We wanted to observe the variation of DANN (system) output with the actual (physical/clinical) data. Accuracy of the system performance has been evaluated using Eq. (6). Here, average actual value means average of all 208 BGCL samples collected physically using glucometer. The average system output indicates the average DANN output of 208 input signals. The average observed DANN output was 5.58 mmol/l which is 16% less than average actual measurement (average of 208 samples), as shown in Table 3.

Table 3 Relative accuracy of the system
$$Accuracy = \frac{system\; output}{actual \;value} \times 100\%$$
(6)

Real time testing was done with 20 new datasets (not considered in training, testing and validation process) to confirm the accuracy level of the system. A portion of this testing (10 samples) is shown in Table 4.
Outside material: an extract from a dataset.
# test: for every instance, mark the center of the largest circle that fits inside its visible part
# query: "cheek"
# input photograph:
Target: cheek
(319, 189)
Table 4 Relative accuracy on real time blood glucose concentration level

The system shows consistent results with average accuracy of around 88%, showing the system efficiency with reliability. Compared to other existing related technologies, this system is simple to operate and cost effective without any calibration prerequisite.
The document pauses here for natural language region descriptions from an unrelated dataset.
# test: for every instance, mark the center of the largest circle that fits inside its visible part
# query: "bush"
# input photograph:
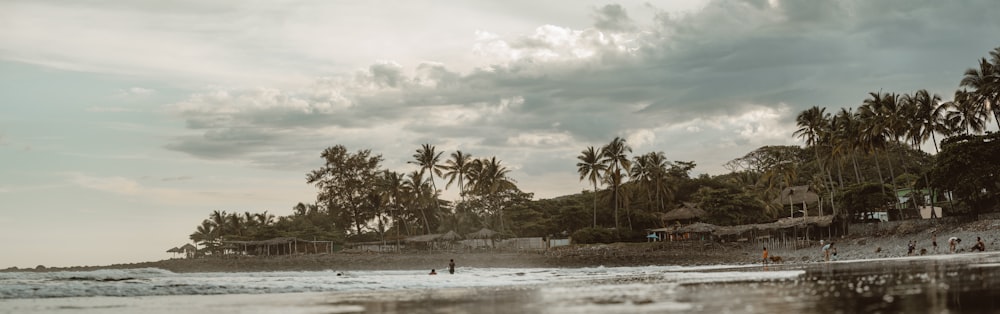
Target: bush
(594, 235)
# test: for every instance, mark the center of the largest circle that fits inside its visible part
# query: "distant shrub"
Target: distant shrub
(594, 235)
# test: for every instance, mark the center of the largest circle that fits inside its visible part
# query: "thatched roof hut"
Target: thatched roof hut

Human subjects have different body mussel composition with flash, skin, blood vessel, fat, bone etc. which cause deviation in change of dielectric properties. Received signals usually get affected by these artefacts. Previously this system was executed through hand mussel where the accuracy observed 82% [23]. Thus present result shows 6% improvement and confirms that use of DANN with the generation of signal through a body part with steady and sufficient blood contents exhibit a better performance.

4 Conclusion

The DANN and UWB based blood glucose level estimation and monitoring without using any blood sample is proposed here. This system works with approximately 88% accuracy, showing its suitability to be implemented in practice in near future. The system is non-invasive, user friendly in terms of GUI, affordable and is suitable to be used both by doctors at hospital and end users at home for regular BGCL measurement. In future, the numbers of pathological blood investigations can be computed through one system with having single input. Increased sample size, optimum deep learning AI and reduced signal to noise ratio while measuring data can have led to better accuracy, which is presently under investigation by our research team.